Cheryl Draper (Barbara Stanwyck), while looking out her bedroom window, witnesses a young woman being strangled to death. The woman reports the killing to the police, but when the man named Albert Richter (George Sanders) notices detectives arriving downstairs, he moves the body. When the police show up to his door, Richter acts nonchalant, and when no body is found, the police are convinced that the woman saw something in her dreams.
The next day, the man puts the woman's body in a trunk and leaves to disposes of the body. While he is out, Draper notices that the man's apartment is for rent and is given a tour by the building manager (Dick Elliott). She finds torn drapery (which Richter dubiously re-ripped in front of the police) and a pair of women's earrings. Richter returns and sees Draper drive away to the police department with the earrings. He preemptively phones the police and Draper is then accused of robbery. The two confront each other at the police station, but Richter opts not to press charges. However, the scene leaves Police Lt. Lawrence Mathews (Gary Merrill) suspicious.
Mathews goes to Draper's apartment and tells her that Richter is an ex-Nazi who had been "denazified" and is now an unsuccessful author who is marrying a wealthy heiress. The two meet again when the body of an unidentified woman is found in a park. Draper comes off as conspiratorial and Mathews believes she is pretending and obsessing about the case—he believes she is telling the truth that she saw something, but does not think what she saw was reality. She is forcibly admitted to an insane asylum after Richter surreptitiously types threatening messages from Draper to him to frame her as crazy and a threat to his safety.
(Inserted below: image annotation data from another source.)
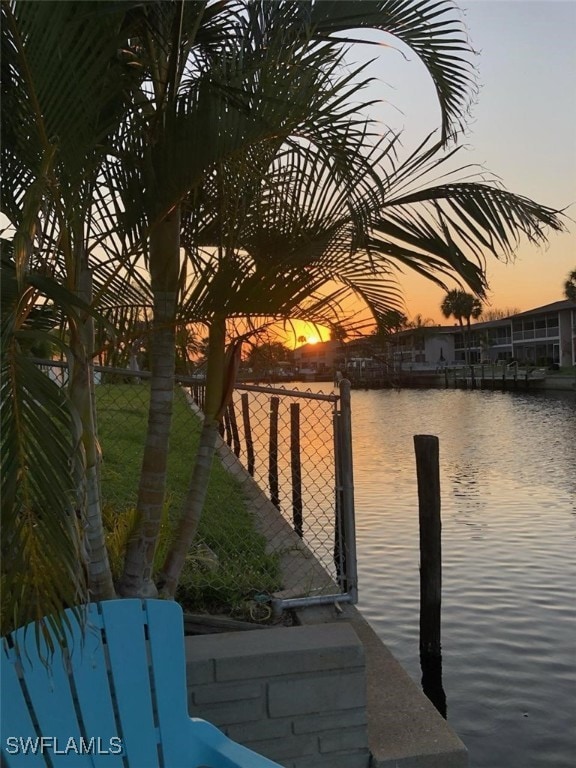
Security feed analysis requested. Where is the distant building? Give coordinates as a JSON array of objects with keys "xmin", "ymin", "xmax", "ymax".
[
  {"xmin": 294, "ymin": 341, "xmax": 342, "ymax": 373},
  {"xmin": 391, "ymin": 300, "xmax": 576, "ymax": 367}
]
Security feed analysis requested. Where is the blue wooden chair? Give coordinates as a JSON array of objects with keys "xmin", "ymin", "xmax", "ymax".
[{"xmin": 0, "ymin": 600, "xmax": 280, "ymax": 768}]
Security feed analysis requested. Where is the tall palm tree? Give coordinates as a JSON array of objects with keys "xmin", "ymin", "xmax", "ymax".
[
  {"xmin": 440, "ymin": 289, "xmax": 482, "ymax": 364},
  {"xmin": 564, "ymin": 269, "xmax": 576, "ymax": 301},
  {"xmin": 115, "ymin": 0, "xmax": 492, "ymax": 594},
  {"xmin": 2, "ymin": 0, "xmax": 148, "ymax": 623}
]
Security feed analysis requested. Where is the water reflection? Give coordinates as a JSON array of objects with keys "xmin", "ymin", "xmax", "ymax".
[{"xmin": 352, "ymin": 390, "xmax": 576, "ymax": 768}]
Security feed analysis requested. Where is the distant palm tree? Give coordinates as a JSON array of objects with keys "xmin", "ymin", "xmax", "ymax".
[
  {"xmin": 564, "ymin": 269, "xmax": 576, "ymax": 301},
  {"xmin": 440, "ymin": 288, "xmax": 482, "ymax": 363}
]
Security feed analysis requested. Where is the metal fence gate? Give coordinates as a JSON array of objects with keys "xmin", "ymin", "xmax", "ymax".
[
  {"xmin": 202, "ymin": 380, "xmax": 357, "ymax": 610},
  {"xmin": 37, "ymin": 361, "xmax": 357, "ymax": 611}
]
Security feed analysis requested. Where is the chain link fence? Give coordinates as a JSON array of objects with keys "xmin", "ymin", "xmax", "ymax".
[{"xmin": 33, "ymin": 364, "xmax": 356, "ymax": 614}]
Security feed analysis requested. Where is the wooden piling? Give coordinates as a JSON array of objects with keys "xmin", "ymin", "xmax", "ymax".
[
  {"xmin": 268, "ymin": 397, "xmax": 280, "ymax": 509},
  {"xmin": 290, "ymin": 403, "xmax": 303, "ymax": 538},
  {"xmin": 240, "ymin": 392, "xmax": 254, "ymax": 477},
  {"xmin": 414, "ymin": 435, "xmax": 442, "ymax": 655}
]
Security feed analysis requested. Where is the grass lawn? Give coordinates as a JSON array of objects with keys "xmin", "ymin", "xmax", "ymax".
[{"xmin": 96, "ymin": 384, "xmax": 280, "ymax": 615}]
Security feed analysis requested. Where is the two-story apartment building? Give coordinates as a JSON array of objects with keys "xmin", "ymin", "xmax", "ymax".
[{"xmin": 393, "ymin": 300, "xmax": 576, "ymax": 366}]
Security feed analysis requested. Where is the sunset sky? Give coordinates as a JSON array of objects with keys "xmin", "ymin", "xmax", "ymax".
[{"xmin": 344, "ymin": 0, "xmax": 576, "ymax": 322}]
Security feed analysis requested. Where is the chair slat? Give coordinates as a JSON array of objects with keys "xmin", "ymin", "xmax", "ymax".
[
  {"xmin": 146, "ymin": 600, "xmax": 191, "ymax": 766},
  {"xmin": 2, "ymin": 617, "xmax": 92, "ymax": 768},
  {"xmin": 0, "ymin": 640, "xmax": 45, "ymax": 768},
  {"xmin": 1, "ymin": 599, "xmax": 280, "ymax": 768},
  {"xmin": 65, "ymin": 603, "xmax": 124, "ymax": 768},
  {"xmin": 100, "ymin": 600, "xmax": 159, "ymax": 768}
]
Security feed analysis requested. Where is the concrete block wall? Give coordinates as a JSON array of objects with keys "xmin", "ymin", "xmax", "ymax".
[{"xmin": 186, "ymin": 623, "xmax": 370, "ymax": 768}]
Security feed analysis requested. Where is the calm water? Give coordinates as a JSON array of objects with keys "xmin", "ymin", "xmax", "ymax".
[{"xmin": 352, "ymin": 390, "xmax": 576, "ymax": 768}]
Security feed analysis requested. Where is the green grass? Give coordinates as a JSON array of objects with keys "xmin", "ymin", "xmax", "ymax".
[{"xmin": 96, "ymin": 384, "xmax": 280, "ymax": 615}]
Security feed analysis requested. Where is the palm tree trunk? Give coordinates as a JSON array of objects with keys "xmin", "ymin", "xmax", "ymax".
[
  {"xmin": 119, "ymin": 208, "xmax": 180, "ymax": 597},
  {"xmin": 161, "ymin": 318, "xmax": 226, "ymax": 598},
  {"xmin": 69, "ymin": 254, "xmax": 116, "ymax": 600}
]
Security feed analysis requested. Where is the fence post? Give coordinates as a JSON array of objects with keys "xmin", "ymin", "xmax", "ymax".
[
  {"xmin": 240, "ymin": 392, "xmax": 254, "ymax": 477},
  {"xmin": 228, "ymin": 400, "xmax": 240, "ymax": 457},
  {"xmin": 337, "ymin": 379, "xmax": 358, "ymax": 603},
  {"xmin": 223, "ymin": 408, "xmax": 232, "ymax": 448},
  {"xmin": 268, "ymin": 396, "xmax": 280, "ymax": 509},
  {"xmin": 290, "ymin": 403, "xmax": 303, "ymax": 538}
]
While Draper is away, Mathews and a fellow policeman go to the apartment building of the deceased woman to see if anyone there recognizes Richter—no one does, and the police have no case. After Draper is released, Richter is at her home and confesses that he killed the girl because she was insignificant to him and he did not want his future wealth to be threatened. However, because she is officially labeled insane by the police and has no credibility, he does not fear admitting anything to her.